Witten effect in a crystalline topological insulator

TL;DR

This paper explores the Witten effect in topological insulators, demonstrating fractional charge binding to monopoles and proposing an experimental setup to test this fundamental physics prediction.

Contribution

It provides the first numerical demonstration of the Witten effect in a topological insulator model and suggests a method to experimentally observe the phenomenon.

Findings

Fractional electric charge binds to magnetic monopoles in topological insulators.

Numerical evidence supports the existence of the Witten effect in these materials.

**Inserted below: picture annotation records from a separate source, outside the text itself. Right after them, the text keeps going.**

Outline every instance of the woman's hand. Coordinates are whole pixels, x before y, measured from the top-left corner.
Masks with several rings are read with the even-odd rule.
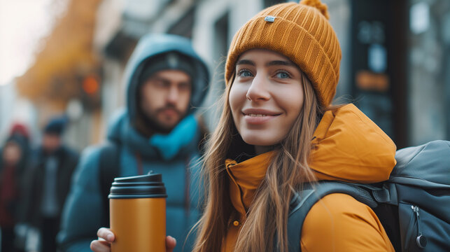
[[[94,240],[90,244],[90,249],[94,252],[109,252],[111,251],[111,242],[115,237],[114,233],[106,227],[101,227],[97,232],[99,239]],[[175,238],[168,236],[166,237],[166,251],[172,252],[176,245]]]

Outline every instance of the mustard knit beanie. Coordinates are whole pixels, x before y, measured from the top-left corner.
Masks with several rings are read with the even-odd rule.
[[[262,10],[233,38],[225,64],[226,83],[243,52],[268,49],[297,64],[312,83],[321,105],[329,106],[339,80],[341,48],[328,18],[327,6],[319,0],[281,4]]]

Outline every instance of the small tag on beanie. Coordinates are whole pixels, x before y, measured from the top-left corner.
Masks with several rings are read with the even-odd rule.
[[[274,16],[266,16],[264,18],[264,21],[274,22],[275,22],[275,17]]]

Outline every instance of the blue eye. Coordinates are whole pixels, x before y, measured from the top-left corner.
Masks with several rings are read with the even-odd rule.
[[[253,75],[248,70],[241,70],[237,73],[239,77],[252,77]]]
[[[290,78],[290,76],[289,75],[289,74],[288,74],[286,72],[281,71],[281,72],[279,72],[279,73],[276,74],[276,78]]]

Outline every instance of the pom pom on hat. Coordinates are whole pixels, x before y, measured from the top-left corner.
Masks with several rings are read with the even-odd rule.
[[[302,0],[300,1],[300,4],[307,5],[311,7],[314,7],[318,9],[322,15],[330,20],[330,14],[328,14],[328,7],[326,4],[321,2],[320,0]]]

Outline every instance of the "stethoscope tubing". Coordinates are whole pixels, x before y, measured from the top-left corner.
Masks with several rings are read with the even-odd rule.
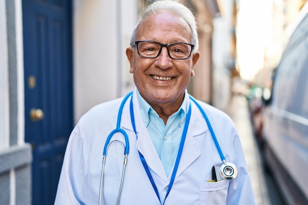
[[[225,163],[225,159],[224,157],[224,155],[223,155],[223,153],[222,153],[222,151],[221,151],[221,149],[220,148],[220,146],[219,146],[219,144],[218,143],[218,141],[217,141],[216,135],[215,135],[215,133],[214,133],[214,131],[213,130],[213,128],[212,127],[212,125],[211,125],[211,123],[210,123],[210,120],[209,120],[209,118],[208,117],[208,116],[205,114],[205,112],[204,112],[202,108],[201,108],[201,106],[199,104],[199,103],[197,102],[196,100],[195,100],[193,97],[192,97],[190,96],[189,96],[189,99],[190,99],[190,100],[191,100],[195,103],[195,104],[197,106],[197,107],[198,107],[198,108],[199,108],[199,110],[200,110],[200,111],[201,112],[201,114],[203,116],[203,117],[204,117],[204,119],[205,119],[205,121],[206,121],[207,124],[208,125],[209,129],[210,130],[210,132],[211,132],[211,134],[212,135],[212,138],[213,138],[213,141],[214,141],[214,143],[215,144],[215,146],[216,146],[216,148],[217,148],[218,153],[219,154],[219,156],[220,157],[220,159],[221,159],[221,161],[224,162],[224,163],[225,164],[226,163]]]

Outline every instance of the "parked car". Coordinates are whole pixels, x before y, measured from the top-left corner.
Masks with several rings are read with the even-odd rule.
[[[292,205],[308,205],[308,14],[303,16],[284,49],[262,111],[265,161]]]

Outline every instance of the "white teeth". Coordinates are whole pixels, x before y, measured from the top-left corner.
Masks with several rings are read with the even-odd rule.
[[[160,81],[169,81],[171,80],[171,77],[159,77],[156,75],[152,76],[152,78],[155,80],[159,80]]]

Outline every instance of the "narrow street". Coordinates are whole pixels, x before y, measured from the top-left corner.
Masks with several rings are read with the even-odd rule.
[[[234,96],[227,114],[233,120],[238,129],[257,205],[284,205],[271,175],[264,167],[262,153],[252,131],[245,97]]]

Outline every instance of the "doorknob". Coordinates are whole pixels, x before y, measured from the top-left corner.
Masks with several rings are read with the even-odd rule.
[[[32,121],[41,120],[44,118],[44,113],[41,109],[32,108],[30,111],[30,118]]]

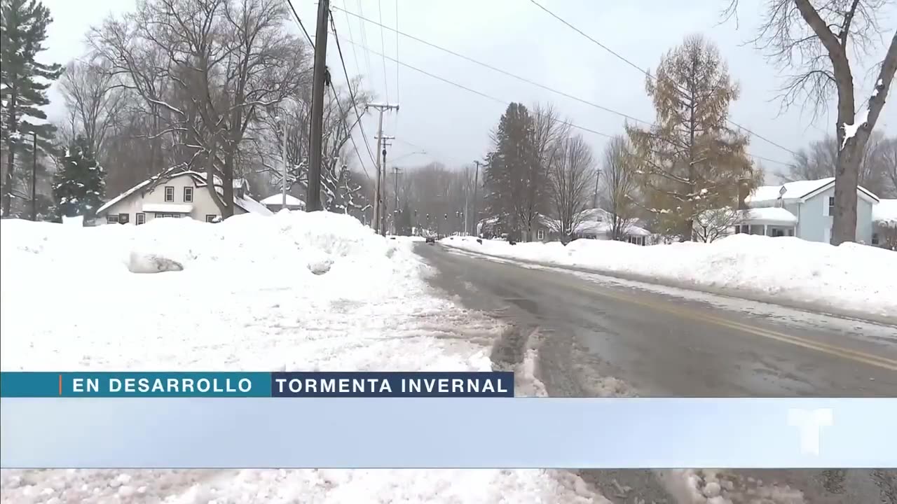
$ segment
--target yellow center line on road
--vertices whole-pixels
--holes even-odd
[[[579,277],[571,276],[580,282],[584,281]],[[888,359],[886,357],[881,357],[878,355],[873,355],[871,353],[866,353],[863,352],[858,352],[856,350],[850,350],[849,348],[843,348],[840,346],[836,346],[833,344],[813,341],[806,338],[801,338],[798,336],[792,336],[790,335],[786,335],[784,333],[779,333],[778,331],[773,331],[771,329],[765,329],[762,327],[757,327],[754,326],[748,326],[746,324],[742,324],[740,322],[735,322],[733,320],[727,320],[719,317],[713,315],[708,315],[704,313],[700,313],[692,308],[684,308],[682,306],[675,306],[667,303],[657,302],[653,300],[645,300],[637,299],[633,296],[629,296],[626,294],[622,294],[619,292],[614,292],[610,290],[602,289],[598,287],[585,288],[579,285],[576,285],[573,282],[559,281],[558,283],[562,283],[565,286],[571,287],[575,290],[588,292],[592,294],[597,294],[599,296],[604,296],[606,298],[614,299],[620,301],[629,302],[636,304],[639,306],[643,306],[649,308],[651,309],[664,311],[677,317],[684,318],[689,318],[692,320],[699,320],[701,322],[706,322],[710,324],[715,324],[717,326],[722,326],[728,327],[730,329],[736,329],[744,333],[749,333],[754,335],[762,336],[765,338],[779,341],[782,343],[787,343],[796,346],[800,346],[803,348],[807,348],[811,350],[815,350],[817,352],[822,352],[829,355],[834,355],[843,359],[848,359],[849,361],[854,361],[856,362],[862,362],[864,364],[868,364],[870,366],[875,366],[878,368],[884,368],[892,371],[897,371],[897,360]]]

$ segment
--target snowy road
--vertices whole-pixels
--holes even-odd
[[[551,395],[893,396],[897,327],[418,245],[434,286],[541,340]],[[603,493],[607,474],[591,474]],[[888,502],[894,472],[742,472],[806,502]],[[650,475],[613,479],[659,500]],[[614,485],[615,486],[615,485]],[[629,502],[628,499],[619,500]]]

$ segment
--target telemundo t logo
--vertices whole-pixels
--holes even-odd
[[[800,433],[800,453],[819,456],[819,446],[823,427],[834,424],[834,414],[829,408],[802,410],[791,408],[788,411],[788,423],[797,427]]]

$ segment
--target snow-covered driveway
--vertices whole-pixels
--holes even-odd
[[[4,371],[489,370],[503,330],[431,291],[409,242],[348,216],[0,231]],[[184,270],[128,271],[148,255]],[[4,470],[0,486],[15,503],[605,501],[540,470]]]

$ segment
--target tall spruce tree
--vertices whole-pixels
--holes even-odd
[[[525,106],[508,106],[493,140],[483,172],[487,213],[498,218],[500,229],[529,239],[547,187],[536,152],[535,121]]]
[[[48,105],[47,89],[62,74],[59,65],[35,60],[46,48],[49,10],[38,0],[0,0],[0,106],[3,107],[2,140],[6,154],[3,178],[3,213],[12,212],[17,152],[31,150],[31,135],[39,148],[51,150],[55,127],[46,123],[40,107]]]
[[[79,135],[65,150],[62,169],[53,177],[57,217],[92,216],[103,204],[105,175],[93,158],[90,143]]]
[[[755,185],[760,177],[747,158],[747,136],[727,126],[738,86],[717,47],[693,35],[663,57],[646,89],[656,125],[626,128],[639,185],[660,230],[690,240],[698,215],[735,206],[739,181]]]

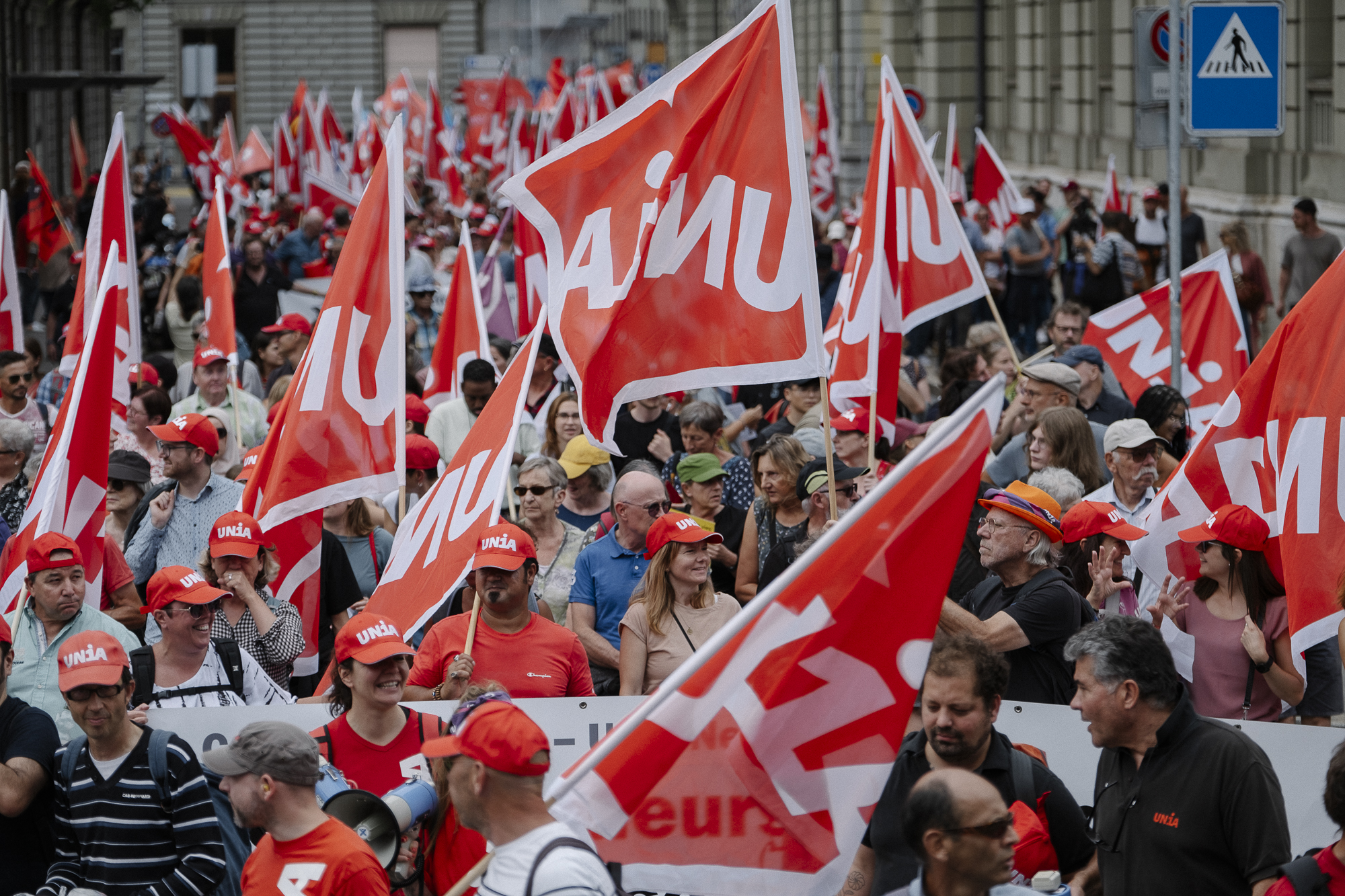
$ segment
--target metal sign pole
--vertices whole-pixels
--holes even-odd
[[[1167,3],[1167,283],[1173,389],[1181,391],[1181,0]]]

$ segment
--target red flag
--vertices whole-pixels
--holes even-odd
[[[463,366],[476,358],[491,359],[491,340],[486,332],[486,312],[476,287],[476,264],[467,223],[457,244],[453,280],[448,285],[444,316],[438,322],[438,339],[425,377],[425,404],[430,408],[463,394]]]
[[[206,223],[204,257],[200,260],[200,291],[206,300],[202,335],[225,352],[230,370],[238,367],[234,343],[234,278],[229,269],[229,227],[225,226],[223,178],[215,178],[215,199]]]
[[[905,735],[958,557],[947,533],[966,527],[1002,383],[553,783],[551,813],[609,838],[599,853],[623,864],[627,887],[841,888]]]
[[[518,285],[518,335],[533,332],[546,305],[546,245],[527,218],[514,215],[514,283]]]
[[[405,483],[404,359],[406,289],[402,125],[355,209],[346,248],[241,506],[273,533],[339,500],[382,495]],[[300,530],[282,558],[277,595],[307,593],[320,530]],[[301,542],[303,538],[309,538]],[[308,646],[295,674],[317,671],[317,613],[303,603]]]
[[[837,135],[837,118],[831,109],[831,87],[827,86],[827,67],[818,66],[818,125],[812,143],[812,160],[808,163],[808,187],[812,191],[812,214],[818,221],[827,222],[837,210],[837,171],[841,170],[841,139]]]
[[[1096,346],[1131,401],[1171,382],[1167,281],[1088,319],[1084,342]],[[1200,437],[1247,371],[1247,334],[1227,252],[1181,272],[1182,394]]]
[[[32,155],[32,149],[28,151],[28,165],[32,168],[32,179],[38,184],[38,192],[28,199],[28,214],[24,215],[28,230],[26,242],[38,244],[38,258],[42,264],[47,264],[54,254],[70,245],[70,237],[61,219],[61,206],[56,204],[56,198],[47,184],[47,176],[42,174],[42,167],[38,164],[38,157]]]
[[[79,122],[70,116],[70,192],[83,194],[85,172],[89,171],[89,152],[83,148],[83,137],[79,136]]]
[[[0,190],[0,209],[9,207],[9,194]],[[23,308],[19,304],[19,261],[13,254],[9,215],[0,215],[0,351],[23,351]]]
[[[126,141],[121,113],[112,121],[108,152],[102,159],[102,176],[93,196],[89,231],[85,234],[83,261],[75,280],[75,297],[70,308],[70,330],[66,334],[61,373],[73,377],[75,362],[83,350],[85,332],[93,327],[93,304],[100,277],[109,258],[116,258],[117,284],[117,367],[113,377],[112,425],[122,432],[126,425],[126,406],[130,404],[130,365],[140,363],[140,277],[136,260],[128,257],[128,246],[134,246],[134,226],[130,221],[130,171],[126,167]],[[109,254],[117,246],[117,256]],[[133,250],[132,250],[133,252]]]
[[[971,198],[990,209],[990,218],[1001,230],[1007,230],[1018,219],[1017,209],[1022,194],[1013,186],[1009,170],[999,160],[999,153],[976,128],[975,175],[971,182]]]
[[[791,28],[763,3],[502,188],[546,244],[551,335],[609,451],[627,401],[824,370]]]
[[[109,262],[102,269],[93,293],[89,340],[79,352],[66,400],[51,426],[48,451],[32,482],[32,495],[23,511],[23,522],[8,545],[7,565],[0,572],[0,605],[19,607],[23,578],[28,573],[28,545],[38,535],[59,531],[79,545],[83,554],[85,603],[98,608],[102,600],[102,525],[108,499],[108,428],[112,424],[116,382],[126,382],[117,373],[118,278],[124,276],[117,262],[120,250],[113,244]]]
[[[901,334],[979,299],[987,289],[886,58],[880,85],[863,211],[827,336],[834,340],[833,405],[837,410],[868,406],[869,396],[877,393],[878,421],[890,439]]]
[[[1149,537],[1132,548],[1146,580],[1161,583],[1169,572],[1193,578],[1194,545],[1177,533],[1224,505],[1251,507],[1270,525],[1267,558],[1289,592],[1295,652],[1334,635],[1342,616],[1336,558],[1345,544],[1345,382],[1330,362],[1345,351],[1342,293],[1345,260],[1337,257],[1169,478],[1141,523]],[[1185,342],[1185,322],[1182,331]]]

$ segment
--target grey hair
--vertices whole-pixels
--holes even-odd
[[[1139,698],[1154,709],[1171,709],[1184,685],[1163,636],[1147,620],[1108,613],[1084,626],[1065,642],[1065,659],[1092,658],[1092,674],[1108,690],[1123,681],[1139,687]]]
[[[1060,505],[1060,513],[1068,511],[1084,499],[1083,480],[1064,467],[1042,467],[1028,478],[1028,484],[1054,498]]]
[[[529,457],[523,461],[523,465],[518,468],[518,475],[522,476],[526,472],[533,472],[534,470],[541,470],[546,474],[546,480],[551,484],[551,488],[565,488],[570,480],[565,476],[565,468],[557,461],[542,455],[535,457]]]

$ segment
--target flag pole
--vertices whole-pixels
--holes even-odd
[[[837,470],[835,461],[831,459],[831,417],[829,412],[831,405],[827,400],[827,378],[818,377],[818,383],[822,386],[822,441],[826,445],[827,452],[827,505],[831,509],[831,519],[837,519]]]

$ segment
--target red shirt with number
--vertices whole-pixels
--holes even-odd
[[[448,677],[453,657],[463,652],[471,613],[437,623],[425,635],[408,685],[434,687]],[[483,618],[472,643],[472,678],[498,681],[510,697],[592,697],[593,675],[578,635],[531,613],[521,631],[495,631]]]
[[[330,818],[303,837],[261,838],[243,865],[246,896],[387,896],[387,872],[374,850]]]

Proposed experimental scheme to generate artificial monopoles for testing the effect.

Abstract

It has been noted a long time ago that a term of the form theta (e^2/2\pi h) B dot E may be added to the standard Maxwell Lagrangian without modifying the familiar laws of electricity and magnetism. theta is known to particle physicists as the 'axion' field and whether or not it has a nonzero expectation value in vacuum remains a fundamental open question of the Standard Model. A key manifestation of the axion term is the Witten effect: a unit magnetic monopole placed inside a medium with non-zero theta is predicted to bind a (generally fractional) electric charge -e(theta/2 pi+n) with n integer. Here we conduct a first test of the Witten effect, based on the recently established fact that the axion term with theta=pi emerges naturally in the description of the electromagnetic response of a new class of crystalline solids called topological insulators - materials distinguished by strong spin-orbit coupling and non-trivial band structure. Using a simple physical model for a topological insulator, we demonstrate the existence of a fractional charge bound to a monopole by an explicit numerical calculation. We also propose a scheme for generating an 'artificial' magnetic monopole in a topological insulator film, that may be used to facilitate the first experimental test of Witten's prediction.